Re: Re: Solve given that a variable is between 0 and 1
- To: mathgroup at smc.vnet.net
- Subject: [mg52688] Re: Re: Solve given that a variable is between 0 and 1
- From: "Steve Luttrell" <steve_usenet at _removemefirst_luttrell.org.uk>
- Date: Thu, 9 Dec 2004 20:22:45 -0500 (EST)
- References: <cp3spf$98g$1@smc.vnet.net>
- Sender: owner-wri-mathgroup at wolfram.com
I didn't even try a manual solution because I assumed the fractional powers would frustrate the derivation. How wrong I was.

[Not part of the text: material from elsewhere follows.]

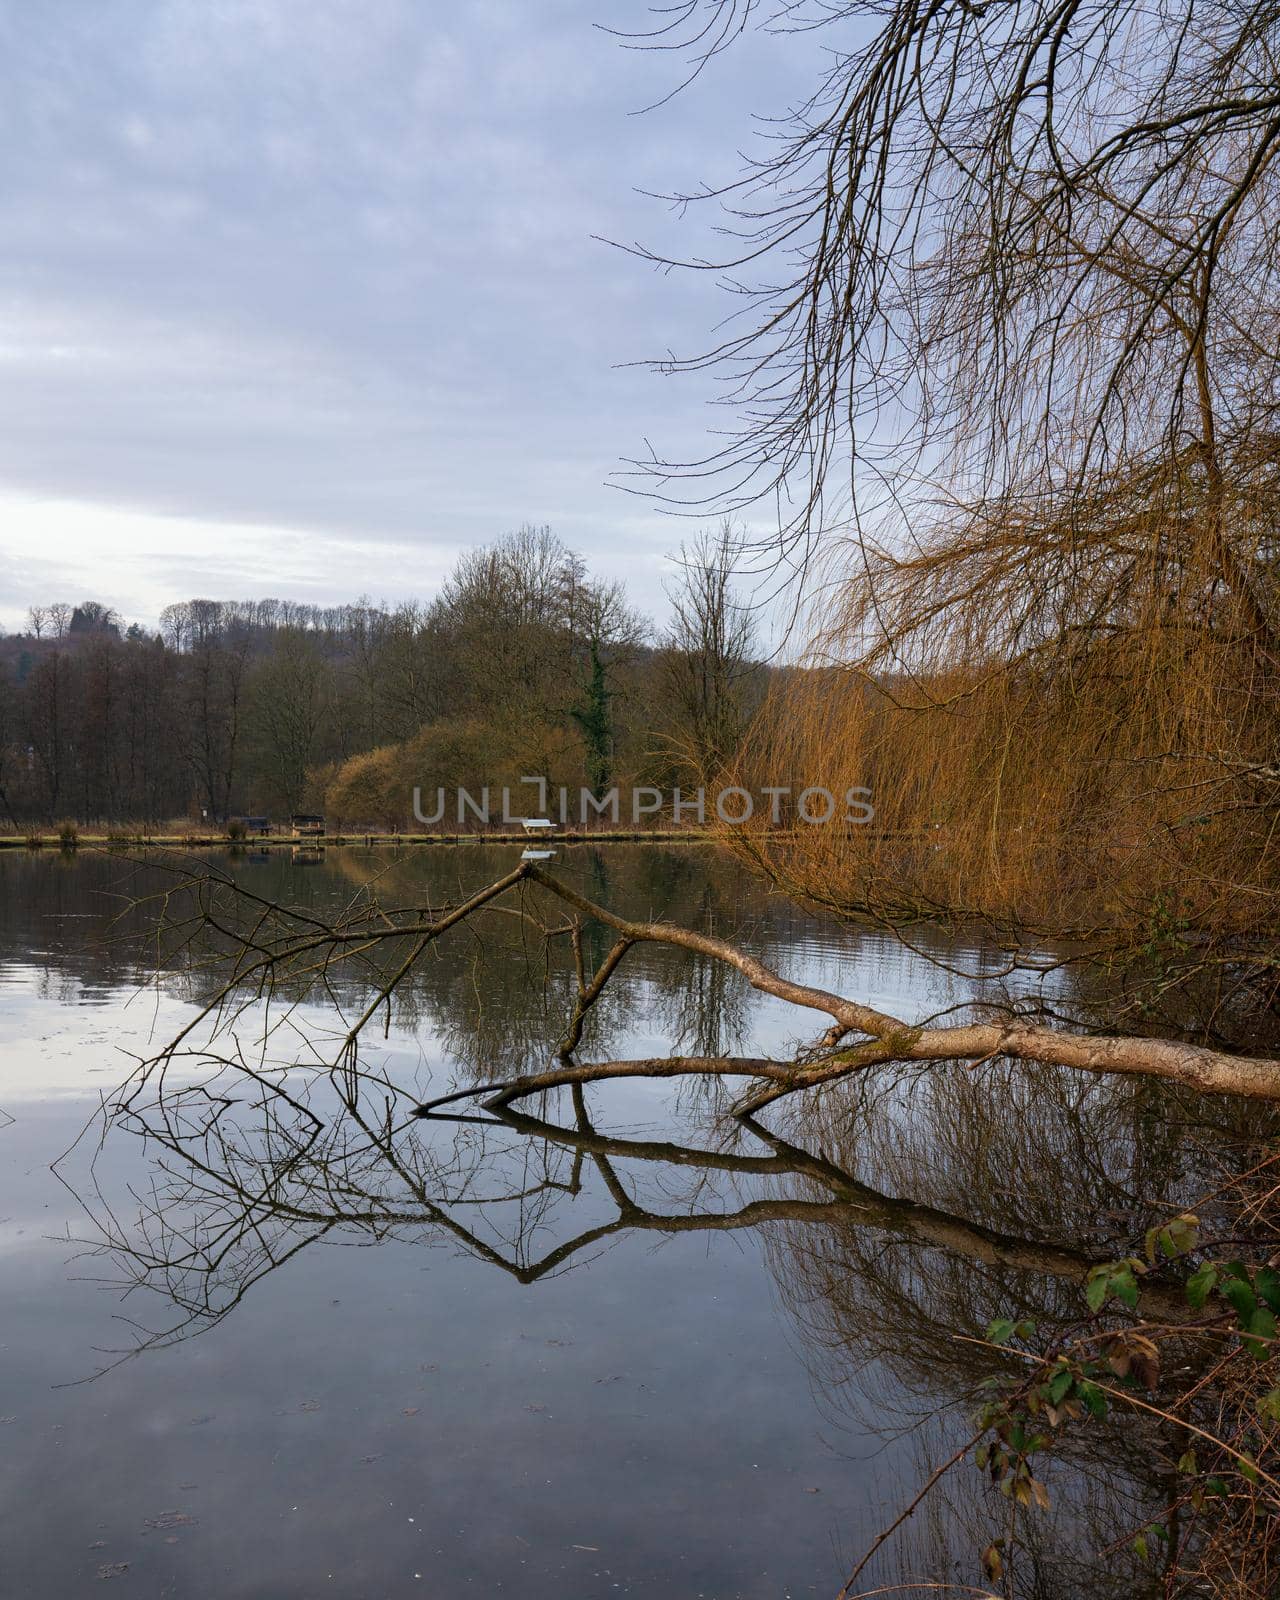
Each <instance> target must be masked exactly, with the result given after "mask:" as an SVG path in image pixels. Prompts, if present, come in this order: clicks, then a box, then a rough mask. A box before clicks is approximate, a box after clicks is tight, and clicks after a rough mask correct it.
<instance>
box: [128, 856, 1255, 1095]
mask: <svg viewBox="0 0 1280 1600" xmlns="http://www.w3.org/2000/svg"><path fill="white" fill-rule="evenodd" d="M534 885H536V886H538V888H539V890H542V891H546V893H547V894H552V896H555V898H557V899H560V901H562V902H563V904H566V906H570V907H571V909H573V910H574V912H576V914H578V915H579V917H581V918H586V920H590V922H595V923H600V925H602V926H605V928H610V930H611V931H613V933H616V934H618V942H616V944H614V947H613V950H611V952H610V955H608V957H606V958H605V962H603V965H602V968H600V970H598V971H597V973H595V976H594V978H592V979H586V974H584V973H579V998H578V1008H576V1011H574V1018H573V1021H571V1024H570V1029H568V1032H566V1034H565V1037H563V1040H562V1043H560V1046H558V1048H557V1051H555V1056H554V1059H552V1062H550V1064H549V1066H547V1069H546V1070H541V1072H531V1074H518V1075H514V1077H506V1078H498V1080H494V1082H490V1083H486V1085H485V1086H483V1088H482V1090H475V1091H467V1093H475V1094H486V1096H488V1098H490V1099H491V1101H493V1104H496V1106H498V1104H502V1106H509V1104H512V1102H514V1101H517V1099H520V1098H525V1096H528V1094H534V1093H539V1091H544V1090H554V1088H562V1086H566V1085H573V1083H579V1085H581V1083H594V1082H606V1080H611V1078H627V1077H726V1078H746V1080H749V1082H752V1083H754V1085H755V1094H754V1096H749V1098H747V1101H746V1102H744V1109H760V1106H763V1104H766V1102H768V1101H771V1099H778V1098H779V1096H782V1094H790V1093H795V1091H798V1090H810V1088H818V1086H821V1085H827V1083H834V1082H837V1080H840V1078H846V1077H851V1075H854V1074H859V1072H866V1070H867V1069H870V1067H878V1066H885V1064H890V1062H944V1061H970V1062H982V1061H989V1059H994V1058H1008V1059H1013V1061H1027V1062H1032V1061H1037V1062H1046V1064H1051V1066H1061V1067H1070V1069H1075V1070H1085V1072H1096V1074H1120V1075H1123V1074H1136V1075H1142V1077H1154V1078H1165V1080H1166V1082H1171V1083H1178V1085H1182V1086H1186V1088H1190V1090H1197V1091H1202V1093H1213V1094H1235V1096H1243V1098H1248V1099H1264V1101H1275V1099H1280V1061H1272V1059H1267V1058H1250V1056H1234V1054H1229V1053H1226V1051H1219V1050H1210V1048H1206V1046H1202V1045H1190V1043H1182V1042H1179V1040H1173V1038H1142V1037H1128V1035H1104V1034H1083V1032H1066V1030H1062V1029H1058V1027H1048V1026H1042V1024H1035V1022H1029V1021H1013V1022H1008V1021H1003V1022H989V1021H973V1022H965V1024H958V1026H928V1024H915V1022H910V1021H907V1019H904V1018H898V1016H891V1014H890V1013H886V1011H880V1010H877V1008H874V1006H869V1005H864V1003H862V1002H858V1000H853V998H846V997H843V995H838V994H832V992H830V990H826V989H818V987H813V986H810V984H802V982H795V981H794V979H789V978H786V976H782V974H781V973H778V971H774V970H773V968H771V966H768V965H766V963H763V962H762V960H758V958H757V957H755V955H750V954H749V952H747V950H742V949H741V947H739V946H736V944H731V942H728V941H726V939H720V938H717V936H714V934H707V933H699V931H696V930H693V928H683V926H678V925H675V923H669V922H635V920H630V918H626V917H621V915H618V914H614V912H613V910H610V909H608V907H606V906H600V904H597V902H595V901H592V899H589V898H587V896H586V894H582V893H581V891H579V890H576V888H573V886H571V885H570V883H565V882H563V880H562V878H558V877H555V875H554V874H552V872H547V870H546V869H542V867H539V866H538V864H534V862H522V864H520V866H518V867H515V869H514V870H512V872H509V874H504V875H502V877H499V878H496V880H494V882H493V883H490V885H488V886H485V888H482V890H478V891H475V893H474V894H472V896H469V898H467V899H464V901H462V902H461V904H458V906H453V907H450V909H448V910H446V912H442V914H437V915H427V917H424V915H421V914H419V912H414V910H408V912H398V914H390V912H386V910H382V909H381V907H366V909H365V910H363V912H362V914H360V917H358V918H357V925H355V926H352V923H350V920H347V922H344V923H341V925H336V926H334V928H333V930H317V928H315V922H314V917H309V918H307V920H306V922H302V923H296V922H293V920H291V918H290V914H288V912H286V910H285V909H283V907H277V909H275V910H274V912H272V914H264V912H262V910H261V907H258V906H256V907H254V936H253V958H251V960H246V962H240V960H237V962H235V963H234V968H235V970H234V974H232V978H229V979H226V981H224V982H222V984H219V987H218V989H216V994H214V997H213V998H211V1000H210V1002H208V1003H206V1005H205V1008H203V1010H202V1011H200V1014H198V1016H197V1018H195V1019H194V1021H192V1022H189V1024H187V1026H186V1027H184V1029H182V1032H181V1034H179V1035H178V1038H176V1040H174V1042H173V1043H171V1045H170V1046H168V1050H166V1051H163V1053H162V1054H160V1056H158V1058H157V1059H155V1062H150V1064H147V1067H155V1066H163V1062H165V1061H166V1059H170V1058H171V1056H173V1054H174V1053H176V1050H178V1048H179V1046H181V1045H182V1043H184V1042H186V1040H187V1038H189V1037H190V1035H192V1030H194V1029H195V1026H197V1022H198V1021H200V1019H202V1018H208V1016H211V1014H219V1013H221V1011H222V1010H226V1008H227V1006H229V1005H230V1006H234V1005H235V1000H237V990H238V989H242V987H243V986H245V984H248V986H250V989H251V994H253V995H259V997H261V995H262V994H264V992H270V990H272V987H274V986H277V984H278V986H282V987H283V986H285V982H286V981H290V979H293V981H296V979H298V978H299V974H301V978H304V979H306V981H310V982H314V981H317V979H320V981H323V982H330V979H331V978H333V974H334V971H336V970H338V968H341V966H342V965H344V963H349V962H354V960H358V962H362V963H366V962H368V954H370V950H371V949H374V947H376V946H379V944H387V946H390V947H394V950H395V954H397V955H398V957H400V958H398V960H395V962H394V966H392V971H390V973H389V974H386V973H382V974H381V976H379V978H378V979H376V982H374V994H373V998H371V1000H370V1002H368V1003H366V1005H363V1006H362V1010H360V1014H358V1018H357V1021H355V1022H354V1024H352V1026H350V1027H349V1029H347V1030H346V1034H344V1037H342V1043H341V1062H342V1066H344V1069H346V1070H357V1058H358V1045H360V1037H362V1032H363V1029H365V1027H366V1026H368V1022H370V1021H371V1019H373V1018H374V1016H376V1014H378V1011H379V1008H381V1006H384V1005H386V1003H387V1002H389V998H390V995H392V992H394V990H395V989H397V987H398V986H400V984H403V981H405V978H406V976H408V974H410V973H411V970H413V966H414V963H416V962H418V960H421V957H422V952H424V950H426V949H427V947H429V946H430V944H432V942H434V941H435V939H438V938H440V936H442V934H443V933H446V931H448V930H451V928H456V926H459V925H461V923H464V922H467V920H469V918H474V917H478V915H482V914H483V912H486V910H491V909H494V902H496V901H499V899H502V898H504V896H507V894H510V893H514V891H520V893H522V894H523V893H526V891H528V890H530V888H531V886H534ZM226 886H227V888H229V890H230V893H232V894H234V893H235V886H234V885H226ZM222 926H226V928H232V926H234V923H232V922H230V920H227V922H224V923H222ZM326 934H328V941H326ZM635 944H662V946H670V947H675V949H680V950H686V952H690V954H691V955H699V957H702V958H706V960H710V962H718V963H723V965H726V966H730V968H733V970H734V971H738V973H739V974H741V976H742V978H746V981H747V982H749V984H750V986H752V987H754V989H757V990H758V992H762V994H768V995H773V997H774V998H778V1000H784V1002H786V1003H789V1005H794V1006H798V1008H802V1010H806V1011H816V1013H819V1014H821V1016H824V1018H827V1019H829V1026H827V1029H826V1030H824V1034H822V1035H821V1037H819V1040H818V1042H816V1043H814V1045H813V1046H811V1048H810V1050H808V1051H802V1053H798V1054H797V1056H795V1058H792V1059H790V1061H786V1059H771V1058H758V1056H728V1054H722V1056H693V1054H691V1056H682V1054H674V1056H667V1058H645V1059H634V1061H600V1062H581V1061H578V1059H576V1058H574V1051H576V1048H578V1045H579V1042H581V1032H582V1021H584V1018H586V1011H587V1010H589V1008H590V1005H594V1003H595V1002H597V1000H598V997H600V994H602V992H603V990H605V986H606V984H608V981H610V978H611V976H613V973H614V971H616V970H618V966H619V963H621V962H622V958H624V955H626V952H627V949H630V947H632V946H635ZM402 952H405V954H402ZM850 1035H858V1037H856V1038H850ZM450 1098H456V1096H450ZM435 1104H442V1102H440V1101H437V1102H430V1106H435ZM430 1106H427V1107H424V1109H430Z"/></svg>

I now get the following analytic result: ((OverBar[y]*(w/r)^(b/(1 - b)))/(a*(1 + (w/r)^(b/(1 - b)))))^(1/b) In fact, the derivation goes through so cleanly (i.e. all the powers match up at just the right points in the derivation) that it makes you wonder where the original equation came from! Steve Luttrell "yehuda ben-shimol" <benshimo at bgu.ac.il> wrote in message news:cp3spf$98g$1 at smc.vnet.net... > > The problem at hand is easily solved by hand in about 60 seconds. > Yehuda > > -----Original Message----- > From: Steve Luttrell [mailto:steve_usenet at _removemefirst_luttrell.org.uk] To: mathgroup at smc.vnet.net > Subject: [mg52688] Re: Solve given that a variable is between 0 and 1 > > To solve algebraically you need to give a numerical value to b, and then > only certain values lead to simple closed-form solution. Otherwise, you > have > > to solve numerically. > > Algebraic example: > > b = 1/2; > Solve[w - k^(1 - b)*r*((-((a*k^b - OverBar[y])/a))^ > (1/b))^(-1 + b) == 0, k] > > gives > > {{k -> (w^2*OverBar[y]^2)/(a^2*(-r + w)^2)}, > {k -> (w^2*OverBar[y]^2)/(a^2*(r + w)^2)}} > > Numerical example: > > b = 0.4; > w = 1; > a = 1; > r = 1; > OverBar[y] = 1; > NSolve[w - k^(1 - b)*r*((-((a*k^b - OverBar[y])/a))^ > (1/b))^(-1 + b) == 0, k] > > gives > > {{k -> 0.17677669529663688110021109052621}} > > Steve Luttrell > > "Jason" <jsr123 at gmail.com> wrote in message > news:cos13d$dl2$1 at smc.vnet.net... >> Hi all, >> >> I need some help with solving the following: >> >> \!\(Solve[ >> w - k\^\(1 - b\)\ r\ \((\((\(-\(\(a\ k\^b - >> y\&_\)\/a\)\))\)\^\(1\/b\))\)\ >> \^\(\(-1\) + b\) \[Equal] 0, k]\) >> >> given that a>0 and 0<b<1. >> >> How do I do this? >> >> Thanks MUCH!!---jason >> > > >